Unfortunately for the individual investor and time-strapped financial advisor, most dividend analysis that we've seen out there is backward-looking, meaning it rests on what the company has done in the past (how long it has raised its dividend, etc.). We're looking to change that view. In this article, let's evaluate the investment merits of Macy's (NYSE:M) as well as its dividend under a new framework, the Valuentum Dividend Cushion. For a read on how we calculate the intrinsic value of Macy's via an extensive three-stage discounted cash-flow model, please click here.
Return on Invested Capital
Macy's dividend yield is about average, offering just at a 2% annual payout at recent price levels. We prefer yields above 3%, and don't include firms with yields below 2% in our dividend growth portfolio (please see links on our left sidebar for more information).
We think the safety of Macy's dividend is good (please see our definitions at the bottom of this article). We measure the safety of the dividend in a unique but very straightforward fashion. As many know, earnings can fluctuate in any given year, so using the payout ratio in any given year has some limitations. Plus, companies can often encounter unforeseen charges (read hiccups in operations), which makes earnings an even less-than-predictable measure of the safety of the dividend in any given year. We know that companies won't cut the dividend just because earnings have declined or they had a restructuring charge that put them in the red for the quarter (year). As such, we think that assessing the cash flows of a business allows us to determine whether it has the capacity to continue paying these cash outlays well into the future.
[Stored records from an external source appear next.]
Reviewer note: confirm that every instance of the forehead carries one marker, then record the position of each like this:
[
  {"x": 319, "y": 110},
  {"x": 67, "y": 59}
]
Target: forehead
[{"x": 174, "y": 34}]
That has led us to develop the forward-looking Valuentum Dividend Cushion™. The measure is a ratio that sums the existing cash a company has on hand plus its expected future free cash flows over the next five years and divides that sum by future expected dividends over the same time period. For Macy's, this score is 1.6, revealing that on its current path the firm may can cover its future dividends with net cash on hand and future free cash flow. Basically, if the score is above 1, the company has the capacity to pay out its expected future dividends. Also, for firms that have a score below 1 or that have a negative score, the risk of a dividend cut in the future is certainly elevated. As income investors, however, we'd like to see a score much larger than 1 for a couple reasons: 1) the higher the ratio, the more "cushion" the company has against unexpected earnings shortfalls, and 2) the higher the ratio, the greater capacity a dividend-payer has in boosting the dividend in the future.
Now on to the potential growth of Macy's dividend. As we mentioned above, we think the larger the "cushion" the larger capacity it has to raise the dividend. However, such dividend growth analysis is not complete until after considering management's willingness to increase the dividend. As such, we evaluate the company's historical dividend track record. If there have been no dividend cuts in 10 years, the company has a nice growth rate, and a nice dividend cushion, its future potential dividend growth would be excellent, which is the case for Macy's. The company has solid cash-flow generating capacity.
And because capital preservation is also an important consideration, we assess the risk associated with the potential for capital loss (offering investors a complete picture). In Macy's case, we think the shares are fairly valued, so the risk of capital loss medium. If we thought the shares were undervalued, the risk of capital loss would be low.
All in all, we'd wait for a dividend increase or a pullback in the shares to call Macy's a dividend growth gem.
Disclosure: I have no positions in any stocks mentioned, and no plans to initiate any positions within the next 72 hours. I wrote this article myself, and it expresses my own opinions. I am not receiving compensation for it (other than from Seeking Alpha). I have no business relationship with any company whose stock is mentioned in this article.